Sólo quedábamos nosotros en l’Université, pero no era momento de detenerse. André parecía hipnotizado, como si hubiese dejado de ser dueño de sus palabras y la historia se hubiese apropiado de él.
—Salimos del puerto de Ballycastle temprano, y dejamos la bahía en dirección a Pan Rock —contiúo—. Desde el mar se veía el perfil de la costa de Antrim, los acantilados escarpados, las extrañas formaciones rocosas de basalto que atraían a los turistas y el verde oscuro de los campos del Ulster. El cielo estaba despejado, con un azul acerado y frío, y el Atlántico se desperezaba apacible, manso, alejado de los temporales habituales en Irlanda del Norte, también durante los meses de verano. Nick manejaba con soltura a Emma, la lancha familiar, bautizada con el nombre de su abuela, que abría un surco espumoso a su paso. A lo lejos aparecía la silueta de la isla de Rathlin, como la joroba oscura de un cetáceo que asomase del mar.

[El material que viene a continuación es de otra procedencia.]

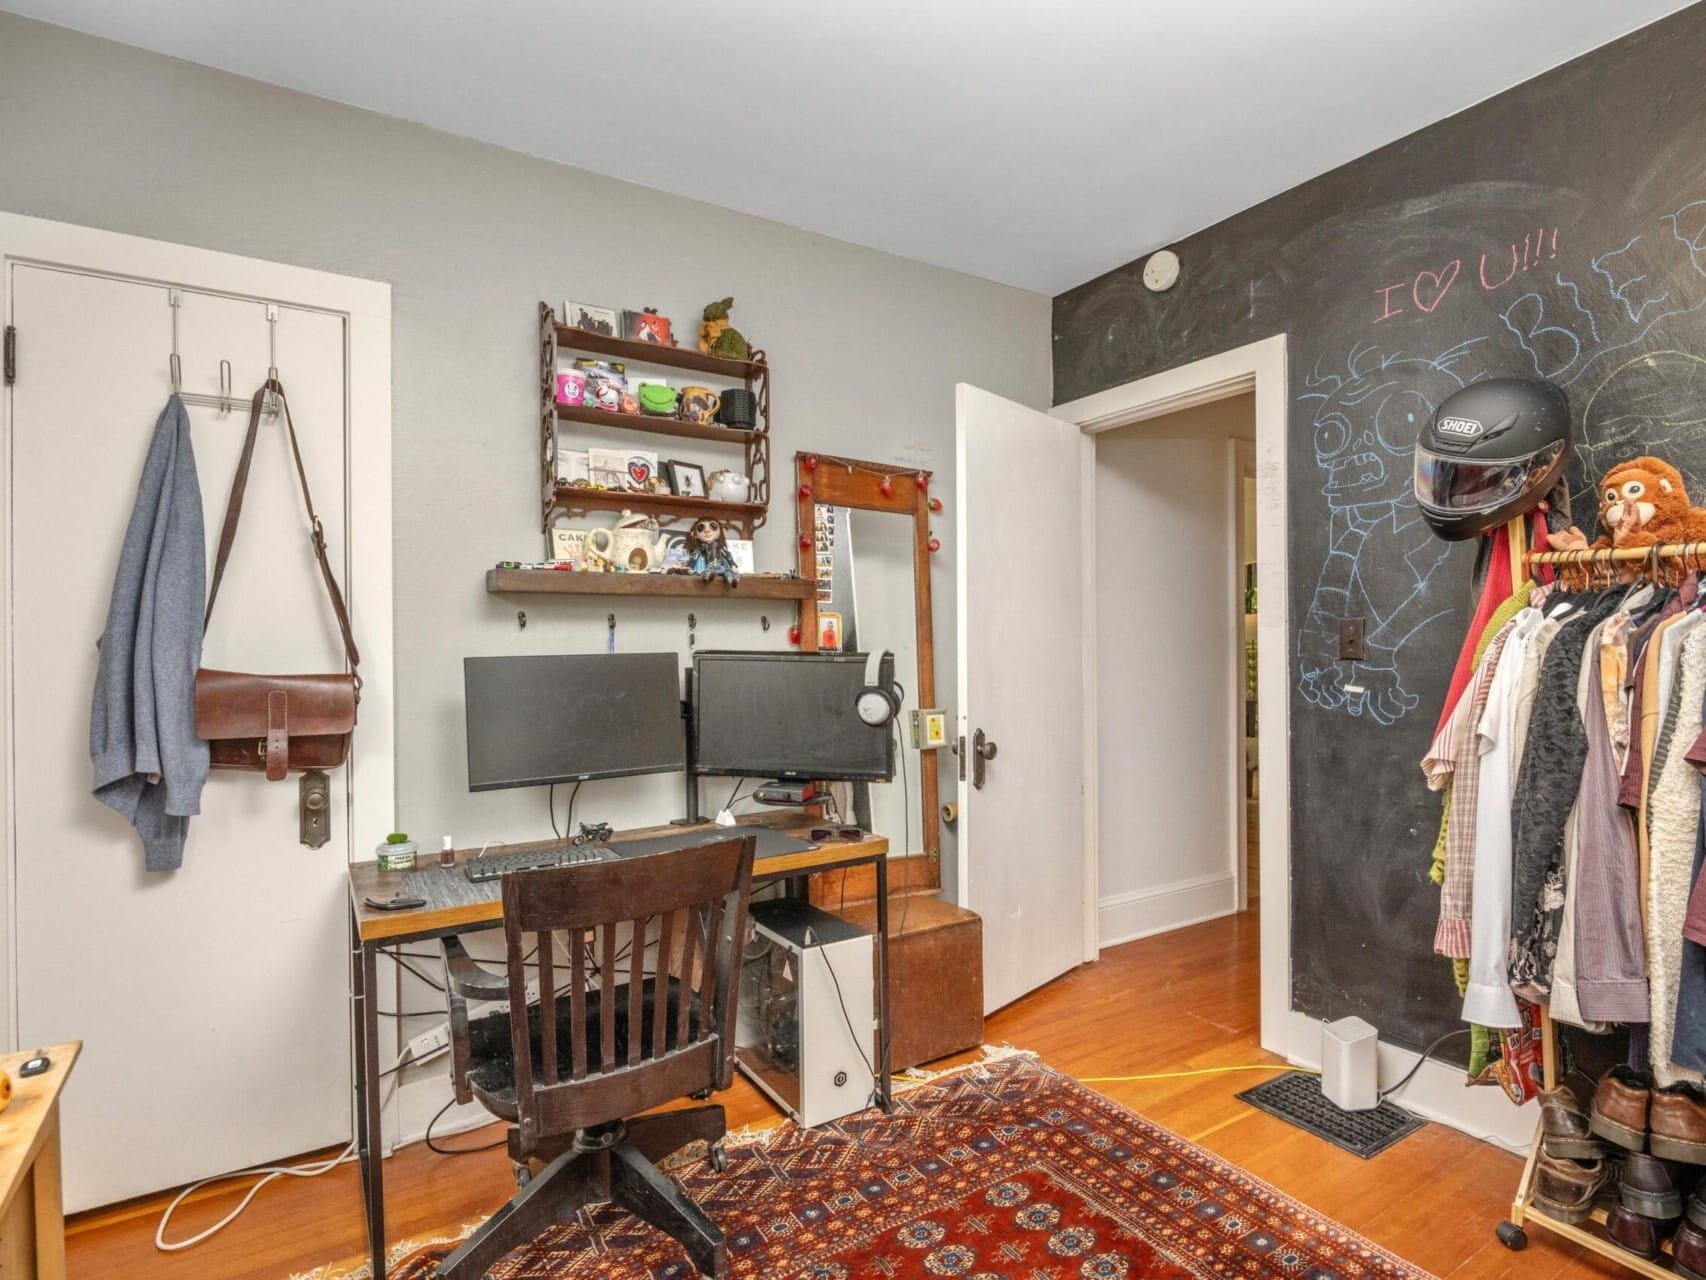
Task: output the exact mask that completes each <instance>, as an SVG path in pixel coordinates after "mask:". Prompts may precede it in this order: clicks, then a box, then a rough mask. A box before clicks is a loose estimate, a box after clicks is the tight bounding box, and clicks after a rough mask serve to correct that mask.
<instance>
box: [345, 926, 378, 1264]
mask: <svg viewBox="0 0 1706 1280" xmlns="http://www.w3.org/2000/svg"><path fill="white" fill-rule="evenodd" d="M377 969H379V964H377V949H375V947H372V945H368V944H363V942H362V937H360V932H358V930H357V925H355V916H353V913H351V916H350V1024H351V1031H353V1038H355V1154H357V1162H358V1164H360V1167H362V1207H363V1212H365V1217H367V1249H368V1254H370V1256H372V1268H374V1280H386V1169H384V1159H382V1154H384V1133H382V1130H380V1120H379V1005H377V1002H375V998H374V993H375V990H377V986H379V980H377Z"/></svg>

Nick y sus padres se habían instalado en Ballycastle al salir del hospital. Todo había sucedido muy rápido: el accidente de esquí, aquella mancha inesperada en la espalda, el compás interminable de pruebas, incertezas, confirmaciones y finalmente el primer diagnóstico en Ginebra. Nick había insistido en recibir el tratamiento en la Unidad de Oncología de la Queen’s University en Belfast. En verano, la familia consiguió el permiso médico para trasladarse a Ballycastle, a condición de que Nick estuviese vigilado en todo momento por Ben, el enfermero pelirrojo, con la cara llena de pecas que le había asistido todo el proceso.
Fue el padre de Nick quien recogió a André en el aeropuerto. Conduciendo por la sinuosa carretera de Belfast a la costa de Antrim, no hubo conversación, sólo silencio, y aquel paisaje violento y hermoso. André no se atrevía a preguntar. ‘Nadie sabe cuánto queda’, dijo su padre sin mirarle, un minuto antes de salir del coche.
—Aquella mañana en el mar, Nick estaba sonriente. Siempre le había gustado navegar —recordó André—.
Al poco tiempo de dejar la bahía, Nick se acercó a la costa y paró el motor. André reconoció la hilera de agujas de roca saliendo del mar. Recordó que aquella barrera a modo de cresta marcaba el punto en el que se escondía la entrada a Portrush, una cala a la que solían ir cuando pasaban las vacaciones en Irlanda. Entonces, dejaban a Emma atada a una de esas roca y accedían nadando a través de los peñascos, un paso demasiado estrecho para una embarcación. ‘¿La recuerdas?’, le dijo Nick, mirando fijamente el corredor de agua que les separaba de la cala.
—Podrías volver a hacerlo. Eres el mejor nadador del Ulster —le reté. Nick sonrió, y se quedó callado. La enfermedad le había hecho perder masa muscular, pero su cuerpo seguía transmitiendo fortaleza.
>> ¿Te acuerdas de cómo nos conocimos? —le pregunté, recordando cuando me sacó de la piscina y me guió al vestuario. En ese mismo instante, me giré, dándole la espalda. Entonces, le pedí que cerrase los ojos y le sujeté ambas manos. Al soltarle me dejé caer al mar. Se levantó de golpe, alarmado, sin entender. Le imaginé desconcertado, descubriendo mis lentillas en la palma de su mano, mientras yo me alejaba nadando a ciegas, seguro de que vendría a ayudarme.
>>Calados, tumbados sobre las diminutas piedras blancas volví a sentir que no quería estar en ningún otro lugar: sólo allí, en aquella imagen perfecta. ¿Cómo alguien que se apagaba era capaz de hacerme sentir tan vivo?
>>No quise que nadie me llevase al aeropuerto. Ni siquiera dejé una nota. Supongo que el ruido del taxi despertó a Ben, con su sueño ligero de enfermero. Salió al porche y me hizo un gesto con la mano. Todavía era de noche, tardaba en amanecer, el verano llegaba a sus últimos días. Aquella fue la última vez que vi Ballycastle. Entendí que no había venido a despedirme, había venido a recuperar una imagen: la última, la única. La de Nick y yo siendo felices.